G.Cremaschi - Fiat. Interverrà l'esercito?

Quando ancora ci si chiede come è stato possibile che la crisi economica sia esplosa così all’improvviso, senza nessun riflessione che l’annunciasse, basta guardare cosa sta avvenendo in Italia attorno alla Fiat per capire. Un ottundimento senza precedenti delle capacità critiche della stampa e dell’opinione pubblica, la santificazione di Marchionne, l’esaltazione del successo dell'impresa italiana, insomma la propaganda aziendale trasformata in comunicazione di regime a tutta l’opinione pubblica. Le preoccupazioni, i pensieri critici sono stati accantonati o considerati parte del solito sindacalismo antagonista, che non vuole rassegnarsi ad accettare la logica del “siamo tutti nella stessa barca”. (...)

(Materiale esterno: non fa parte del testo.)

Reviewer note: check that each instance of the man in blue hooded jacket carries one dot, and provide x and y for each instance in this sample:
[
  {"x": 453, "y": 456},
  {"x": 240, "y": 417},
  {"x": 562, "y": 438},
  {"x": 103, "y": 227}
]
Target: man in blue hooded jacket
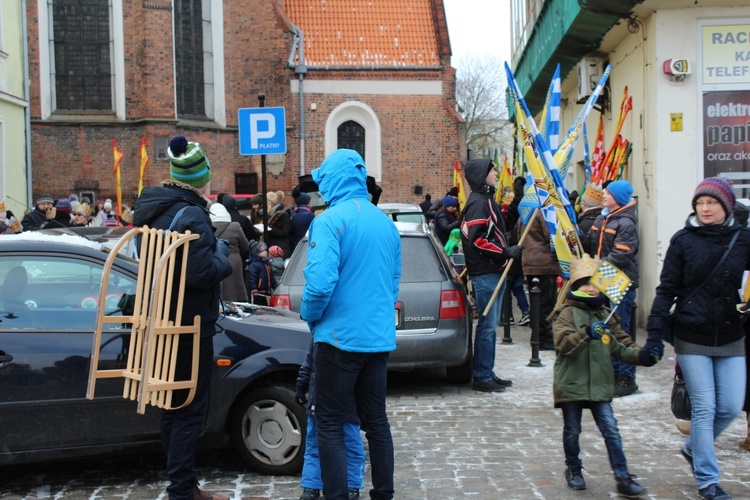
[{"x": 352, "y": 281}]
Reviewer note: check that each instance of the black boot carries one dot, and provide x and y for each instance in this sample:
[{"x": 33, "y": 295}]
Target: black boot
[
  {"x": 625, "y": 386},
  {"x": 574, "y": 478},
  {"x": 628, "y": 488},
  {"x": 309, "y": 494}
]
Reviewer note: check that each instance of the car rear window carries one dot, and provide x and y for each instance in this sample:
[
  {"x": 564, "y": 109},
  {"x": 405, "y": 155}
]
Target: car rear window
[{"x": 419, "y": 262}]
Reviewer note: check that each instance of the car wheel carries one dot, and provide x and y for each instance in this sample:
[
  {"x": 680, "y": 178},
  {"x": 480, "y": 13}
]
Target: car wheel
[{"x": 268, "y": 429}]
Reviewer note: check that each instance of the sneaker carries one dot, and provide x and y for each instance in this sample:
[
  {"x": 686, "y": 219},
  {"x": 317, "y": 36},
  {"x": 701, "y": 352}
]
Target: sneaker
[
  {"x": 625, "y": 386},
  {"x": 713, "y": 492},
  {"x": 487, "y": 386},
  {"x": 525, "y": 320},
  {"x": 502, "y": 382},
  {"x": 684, "y": 427},
  {"x": 628, "y": 488},
  {"x": 574, "y": 478},
  {"x": 687, "y": 456},
  {"x": 310, "y": 494},
  {"x": 199, "y": 494}
]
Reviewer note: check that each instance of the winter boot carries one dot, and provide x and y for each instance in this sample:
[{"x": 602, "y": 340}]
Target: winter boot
[
  {"x": 625, "y": 386},
  {"x": 309, "y": 494},
  {"x": 628, "y": 488},
  {"x": 574, "y": 478}
]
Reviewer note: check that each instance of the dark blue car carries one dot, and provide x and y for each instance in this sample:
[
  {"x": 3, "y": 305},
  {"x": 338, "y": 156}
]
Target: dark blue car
[{"x": 49, "y": 294}]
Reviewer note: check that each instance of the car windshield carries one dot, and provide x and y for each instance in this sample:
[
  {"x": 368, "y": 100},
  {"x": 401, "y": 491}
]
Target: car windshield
[{"x": 419, "y": 262}]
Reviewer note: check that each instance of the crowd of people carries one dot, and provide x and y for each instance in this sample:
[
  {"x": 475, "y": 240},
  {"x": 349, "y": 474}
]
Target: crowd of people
[
  {"x": 353, "y": 271},
  {"x": 697, "y": 309}
]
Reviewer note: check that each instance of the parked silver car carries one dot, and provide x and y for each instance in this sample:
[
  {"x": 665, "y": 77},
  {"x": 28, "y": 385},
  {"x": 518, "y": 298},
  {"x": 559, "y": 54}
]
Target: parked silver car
[{"x": 433, "y": 316}]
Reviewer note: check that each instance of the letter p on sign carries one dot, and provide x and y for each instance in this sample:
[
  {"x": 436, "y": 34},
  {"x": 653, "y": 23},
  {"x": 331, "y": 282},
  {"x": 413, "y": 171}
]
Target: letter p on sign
[{"x": 262, "y": 131}]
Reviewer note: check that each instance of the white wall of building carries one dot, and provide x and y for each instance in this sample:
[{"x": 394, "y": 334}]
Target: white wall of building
[{"x": 666, "y": 164}]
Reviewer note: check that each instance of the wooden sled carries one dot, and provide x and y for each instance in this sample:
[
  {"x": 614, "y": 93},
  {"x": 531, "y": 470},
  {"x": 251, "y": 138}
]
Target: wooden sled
[{"x": 152, "y": 354}]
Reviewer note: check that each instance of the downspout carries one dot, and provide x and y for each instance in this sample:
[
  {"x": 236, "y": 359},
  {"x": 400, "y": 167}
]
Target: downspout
[
  {"x": 301, "y": 70},
  {"x": 27, "y": 92}
]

Poi improvvisamente i giornali tedeschi, che ovviamente rispondono a logiche diverse da quelle del regime italiano, dicono esplicitamente la verità più ovvia. La Fiat si prepara a tagliare due stabilimenti in Italia. La cosa non stupisce. Tutta l’operazione della Fiat e di Marchionne è costruita su una strategia multinazionale nella quale l’occupazione e gli stabilimenti sono la variabile finale delle scelte strategiche, economiche e finanziarie, del gruppo. Lo stesso Marchionne ha dichiarato pubblicamente, in un’intervista estera pubblicata in Italia che non ha ricevuto alcun commento, di essere canadese e non italiano e che la Fiat è un’azienda multinazionale con stabilimenti in Italia. La proposta di scorporare l’auto dal resto del gruppo e di portare la nuova società, Fiat-Opel-Crysler eccetera, in Borsa è un modo per dire che la Fiat auto verrà venduta a una nuova società più grande. Stiamo nella sostanza assistendo all’avvio dello smantellamento della Fiat, e questo viene invece presentato come un grande successo dell’industria nazionale. Viene in mente quello che è successo all’Olivetti, dove un grande manager anche egli salvatore della patria, Colaninno, ha puntato alla crescita esponenziale dell’azienda con la scalata a Telecom, spiegando tutto in termini di economia di scala, sinergie eccetera. Ora l’Olivetti non esiste più come azienda industriale e la Telecom è quella che è, anche perché adesso Colaninno si dedica ad Alitalia…
Siamo sicuri che l’astuto amministratore delegato della Fiat apprezzerà una campagna nazionalistica e campanilistica priva di oggetto, ma assolutamente utile agli interessi suoi e degli azionisti. Molto meno a quelli dei lavoratori degli stabilimenti. La domanda è molto semplice: se alla fine gli affari della Fiat andranno in porto e si avrà una nuova azienda che chiude in Italia due stabilimenti, cancellando così 15.000 posti di lavoro, quale sarà il guadagno per il Paese? Sappiamo già la risposta di regime. Si spiegherà che questo è il meno peggio, che se la Fiat non avesse fatto questo accordo tutti gli stabilimenti avrebbero chiuso. Insomma, ci si deve rassegnare a quello che passa il convento, anzi ai suoi avanzi.
C’è una sola cosa da fare invece: bisogna ribellarsi. Bisogna dire di no alla chiusura degli stabilimenti e al taglio dei posti di lavoro e rendere operativa la minaccia del segretario della Fiom, che recentemente ha detto: “se dovessero chiudere Pomigliano, sarebbe necessario l’intervento dell’esercito”.